1

Why/how function string.Substring treats "\u0002" as a one sign? I mean ok, "\u0002" is a "character" STX.

  1. \u says that is unicode
  2. Character and string processing in C# uses Unicode encoding. The char type represents a UTF-16 code unit, and the string type represents a sequence of UTF-16 code units.

Code checks if prefix and suffix are correct. Data length does not matter.

Prefix is STX , suffix is ETX added do data string.

How to do this(code below) explicitly without a doubt?

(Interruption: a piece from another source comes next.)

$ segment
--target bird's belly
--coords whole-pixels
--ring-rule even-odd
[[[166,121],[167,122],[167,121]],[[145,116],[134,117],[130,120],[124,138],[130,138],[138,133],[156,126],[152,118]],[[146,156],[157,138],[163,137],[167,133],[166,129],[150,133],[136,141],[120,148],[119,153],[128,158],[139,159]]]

    string stx = "\u0002";
    string etx = "\u0003";
    string ReceivedData= stx + "1122334455" + etx;
    
    string prefix = ReceivedData.Substring(0, 1);
    string suffix = ReceivedData.Substring(ReceivedData.Length - 1, 1);
marc_s
  • 732,580
  • 175
  • 1,330
  • 1,459
Artur
  • 95
  • 9
  • I'm not sure I understand the question. What is a "one sign"? It's not interpreted as character `1`, it's interpreted as [control character `STX` (start of text)](https://www.fileformat.info/info/unicode/char/0002/index.htm). – CherryDT Apr 17 '21 at 13:52
  • Your string is `␂1122334455␃` at the end (here with the invisible control characters replaced by visible equivalent representations) - an STX character followed by 10 characters `1122334455` followed by an ETX character, 12 characters in total. – CherryDT Apr 17 '21 at 13:57
  • 2
    Ah I see you edited your question. `\u0002` is just a representation for a single STX character, just like `\u0041` would be another representation for the character `A`, or `\n` would be a representation for a newline `␊` (which you could also write as `\u000a`). In memory it's not literally `\ ` `u` `0` `0` `0` `2`, it's just one character `␂`. – CherryDT Apr 17 '21 at 14:08
  • 2
    If you're looking for a reference, `\u` is an *escape sequence.* See [here](https://learn.microsoft.com/en-us/dotnet/csharp/programming-guide/strings/). – Robert Harvey Apr 17 '21 at 14:21
  • So by adding \u to the string I point that compilator should interpreted/find character in unicode after \u ? Mor or less:) Thanks – Artur Apr 17 '21 at 14:22
  • https://csharpindepth.com/articles/Strings, see "Literals" – CherryDT Apr 17 '21 at 14:22

1 Answers1

3

Do you wonder the working mechanism of UTF-16 and Unicode? May this topic helps: What is Unicode, UTF-8, UTF-16?

The code snippet looks reasonable as the variables are explicitly named and '\u' is a sign of Unicode.

string stx = "\u0002";
string etx = "\u0003";

string prefix = ReceivedData.Substring(0, 1);
string suffix = ReceivedData.Substring(ReceivedData.Length - 1, 1);
Jeff
  • 126
  • 4